Approximately 40% of the cost to produce an electric vehicle is tied up in the battery. In 2023, Ford explored potential sites in Virginia and Michigan for a new battery plant aimed at reducing these costs. However, the project faced a major obstacle. The battery technology in question was sourced from Contemporary Amperex Technology Co. Limited (CATL), the world’s largest battery manufacturer, based in Fujian Province, China.
Virginia’s governor rejected the proposal for the battery plant due to its ties with CATL, citing concerns about the company’s alleged influence by the Chinese Communist Party. Ford’s CEO responded by emphasizing that the proposed plant would be a wholly-owned subsidiary of Ford. Nevertheless, the automaker was forced to look elsewhere, eventually selecting Marshall, Michigan, for the site. The project is now embroiled in a broader trade conflict between the U.S. and China, as China’s dominance in the global EV market continues to grow.
China’s rise to prominence in the EV sector, which now accounts for over half of global EV sales, is underpinned by its control over EV battery production. Chinese companies have gained a stranglehold on the industry, thanks in large part to substantial government support over the past two decades. This support was motivated by China’s goal of reducing its dependence on oil imports and tackling severe air pollution in its cities.
To bolster its EV industry, the Chinese government provided companies with subsidies, cheap land leases, and low-interest loans. From 2009 to 2022, the government poured an estimated $29 billion into the EV sector through subsidies, research funding, and tax breaks. Additionally, local governments created an instant market for Chinese EVs by electrifying public transportation fleets, like Shenzhen’s 16,000-strong electric bus fleet, which was supplied by BYD, now the world’s largest EV manufacturer.

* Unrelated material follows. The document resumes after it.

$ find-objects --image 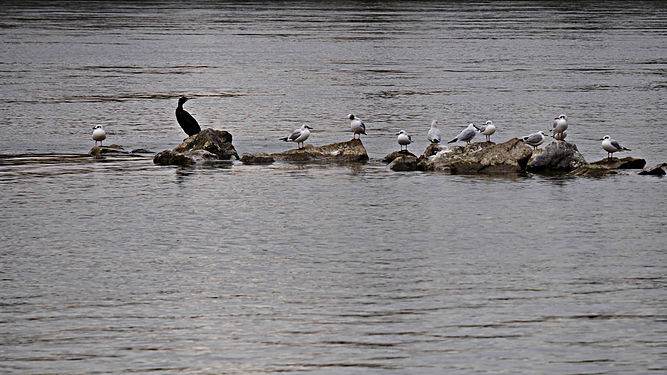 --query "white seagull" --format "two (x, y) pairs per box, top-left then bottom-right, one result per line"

The Chinese government also implemented strict battery standards, pushing domestic companies to improve their technology. Foreign automakers like GM and Tesla were required to use Chinese-made batteries to qualify for consumer subsidies, further solidifying China’s dominance in the EV battery market. By 2024, over half of all new car sales in China were electric, marking a significant shift in consumer preference.

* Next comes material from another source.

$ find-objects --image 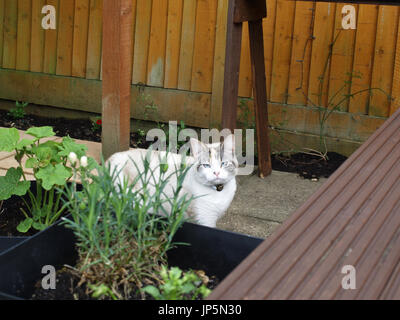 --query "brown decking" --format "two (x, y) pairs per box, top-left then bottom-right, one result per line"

China’s control extends beyond production to the entire supply chain for lithium-ion batteries, the core of most EVs. Chinese companies have secured ownership stakes in mines worldwide, ensuring control over the supply and price of essential minerals like nickel, cobalt, and lithium. Moreover, China dominates the refining process, which is crucial for producing battery components such as the cathode, anode, electrolyte, and separator. This comprehensive control has allowed Chinese companies to lead in battery innovation, developing cost-effective alternatives like lithium iron phosphate (LFP) batteries that avoid expensive minerals like nickel and cobalt.
In 2023, CATL unveiled an LFP battery capable of powering a car for 370 miles on a ten-minute charge. BYD also introduced its version, the “blade battery,” which increases energy density by optimizing battery cell shape. Today, LFP batteries are increasingly popular, with nearly all manufacturing taking place in China. However, CATL has begun expanding its production capabilities to Europe, with plants in Germany and plans for another in Hungary.
Despite these advancements, Ford’s decision to build an LFP battery plant in Michigan has sparked a U.S. House investigation, the outcome of which could determine the future of American EV production. As the U.S. ramps up its investment in domestic battery manufacturing—estimated to cost $82 billion by 2030—questions remain about the feasibility of reducing reliance on Chinese technology in the short term. For now, the U.S. faces a difficult choice between distancing itself from China and advancing its electric vehicle ambitions.